The UN’s top climate official says she’s ready to work with Donald Trump’s transitional White House team to explain the opportunities presented by the Paris climate agreement.
Speaking for the first time after the billionaire’s shock US election victory, Mexican diplomat Patricia Espinosa said it was early days but that she was “open” to dialogue.
“We believe we have lots of information to provide… of the opportunities and challenges but at same time hoping for a better world for everybody,” she said.
Speculation over the Republican candidate’s low carbon plans has raged since the result dropped in week one of the annual UN climate summit in Marrakech, Morocco
Trump is on record calling global warming a hoax and threatened to “cancel” the deal reached by 195 countries last December to try and limit emissions from burning fossil fuels.
His candidates for cabinet include the co-founder of oil products company Lucas Oil, former Alaska governor and climate change sceptic Sarah Palin and Oklahoma oilman Harold Hamm.

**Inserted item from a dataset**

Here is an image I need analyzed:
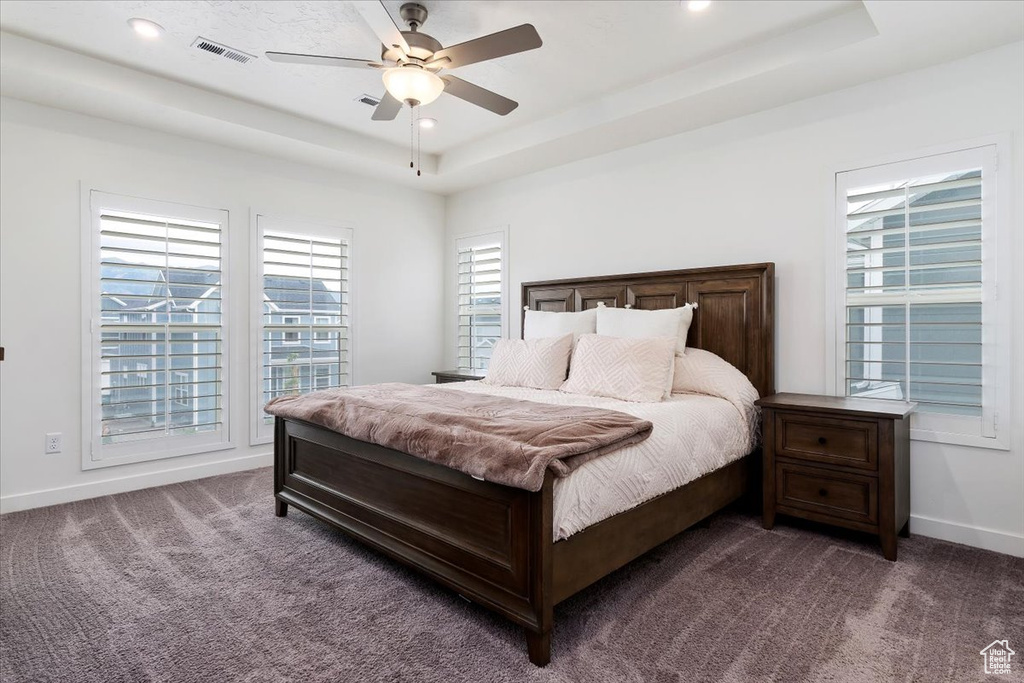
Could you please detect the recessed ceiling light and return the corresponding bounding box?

Incoming vice president Mike Pence now reckons there’s no doubt humans are making the planet warmer, although back in 2001 he wrote it was a “myth”.
Climate change directly impacts everyone across all seven continents. We all must do our part to #ActOnClimate. pic.twitter.com/7IvF6SwWDV
— John Kerry (@JohnKerry) November 11, 2016
In a pointed rebuke to climate-denying Republicans, secretary of state John Kerry this week flew to Antarctica “to see firsthand the drastic impacts of climate change.”
Kerry is slated to attend the Marrakech COP22 summit next week along with France president Francois Hollande: both are expected to emphasise the diplomatic costs any country that backtracks on its commitments could face.
And in a sign that global emission-slashing strategies may already be shifting, the head of C40, which represents 80 cities including New York, Los Angeles and Washington DC proposed a new alliance of progressive sub-state leaders.
“I am a bit worried by what he has said,” said Anne Hidalgo, Mayor of Paris. “We mayors are saying this [Paris climate] agreement will enter into force – it is the future that is at stake.”
Nearly 60% of people now live in urban areas, accounting for 70% of global greenhouse gas emissions.
Mayors were “autonomous” from national leaders argued Hidalgo, allowing them to develop carbon-cutting policies even if their national leaders hold a different view.